O Brasil progrediu muito nestas duas décadas, inclusive na política, mas Severino caradura veio para contrariar Cazuza e demonstrar que o tempo pára e até anda para trás. Arcaico e anacrônico, ele não deve, porém, ser encarado como fenômeno folclórico. É coisa séria nesta nossa República tão pouco republicana. Consegue com seu pistolão a nomeação de um filho, por exemplo, e se acha no direito de fazê-lo e de afrontar a opinião pública confessando o ato com despudor e orgulho: “Se tivesse mais filhos, estaria colocando também.”

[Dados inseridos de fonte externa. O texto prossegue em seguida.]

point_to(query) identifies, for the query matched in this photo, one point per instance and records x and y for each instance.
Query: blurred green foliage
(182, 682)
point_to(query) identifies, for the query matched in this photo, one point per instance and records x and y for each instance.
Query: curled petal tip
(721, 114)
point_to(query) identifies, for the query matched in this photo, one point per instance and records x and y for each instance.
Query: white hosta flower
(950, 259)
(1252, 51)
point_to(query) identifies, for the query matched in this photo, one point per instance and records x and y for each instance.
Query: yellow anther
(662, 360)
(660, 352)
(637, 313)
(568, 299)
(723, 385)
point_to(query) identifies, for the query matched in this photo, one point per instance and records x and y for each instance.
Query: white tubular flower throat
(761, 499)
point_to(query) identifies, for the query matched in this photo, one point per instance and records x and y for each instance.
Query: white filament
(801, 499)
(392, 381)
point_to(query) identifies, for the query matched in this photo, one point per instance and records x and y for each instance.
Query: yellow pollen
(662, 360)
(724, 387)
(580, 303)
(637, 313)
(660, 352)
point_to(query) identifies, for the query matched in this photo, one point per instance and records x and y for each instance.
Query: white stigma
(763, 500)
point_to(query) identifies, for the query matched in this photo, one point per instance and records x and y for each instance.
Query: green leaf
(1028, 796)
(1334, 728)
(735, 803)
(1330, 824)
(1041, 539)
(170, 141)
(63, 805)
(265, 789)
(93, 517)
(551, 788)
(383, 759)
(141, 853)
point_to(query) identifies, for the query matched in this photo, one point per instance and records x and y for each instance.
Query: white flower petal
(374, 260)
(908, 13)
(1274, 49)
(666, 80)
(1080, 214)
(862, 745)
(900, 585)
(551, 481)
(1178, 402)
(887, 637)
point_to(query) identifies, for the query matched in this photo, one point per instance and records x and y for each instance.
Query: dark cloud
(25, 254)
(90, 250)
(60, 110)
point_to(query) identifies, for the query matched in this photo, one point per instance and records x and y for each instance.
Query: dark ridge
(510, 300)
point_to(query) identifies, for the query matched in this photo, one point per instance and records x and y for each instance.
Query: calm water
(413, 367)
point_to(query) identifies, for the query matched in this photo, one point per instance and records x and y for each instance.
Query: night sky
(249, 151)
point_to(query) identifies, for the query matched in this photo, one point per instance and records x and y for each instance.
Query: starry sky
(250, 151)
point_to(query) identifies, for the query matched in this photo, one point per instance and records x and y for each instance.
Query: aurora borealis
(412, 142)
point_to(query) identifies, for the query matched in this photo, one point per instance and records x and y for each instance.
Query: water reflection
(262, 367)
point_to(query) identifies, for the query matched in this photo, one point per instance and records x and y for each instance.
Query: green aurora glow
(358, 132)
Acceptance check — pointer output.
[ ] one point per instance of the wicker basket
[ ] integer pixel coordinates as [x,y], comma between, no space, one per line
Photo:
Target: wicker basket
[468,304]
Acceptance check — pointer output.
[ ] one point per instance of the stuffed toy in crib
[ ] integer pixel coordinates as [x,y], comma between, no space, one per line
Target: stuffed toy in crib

A franqueza com que assume e anuncia o nepotismo, o fisiologismo e o corporativismo é de quem acredita que não só seus pares, mas todo o povo brasileiro pensa como ele e agiria da mesma maneira, se tivesse coragem e oportunidade. Ele se apresenta como a parte visível, escancarada dos desejos inconfessáveis e do lado oculto, da zona de sombras dos que ele acredita encarnar.

Mais do que um ultimato, a chantagem que fez ontem ao presidente da República em público, para depois, em particular, dizer que estava brincando, dá a medida do que é capaz e de até onde pode ir. Os que o defendem alegam ser melhor assim, porque ele é autêntico e sincero, faz tudo “às claras”, como o próprio mesmo diz.

De fato, se a hipocrisia é uma homenagem que o vício presta à virtude, o presidente da Câmara preferiu adotar definitivamente o cinismo, que manda às favas todos os escrúpulos. Desde que foi eleito, aliás, vem nos chantageando com sua condição social e cultural — e nessa a gente corre o risco de cair por culpa e medo de preconceito. Como é simplório, feio, inculto e lutou para subir na vida, usa tudo isso como álibi para nos impor uma conduta ética reprovável e despertar em nós divertida complacência.

Severino Cavalcanti é a expressão vulgar do senso comum como se fosse o bom senso. Ele é o atraso do atraso. Pode ser até ingênuo e primitivo, mas de inocente e inofensivo não tem nada."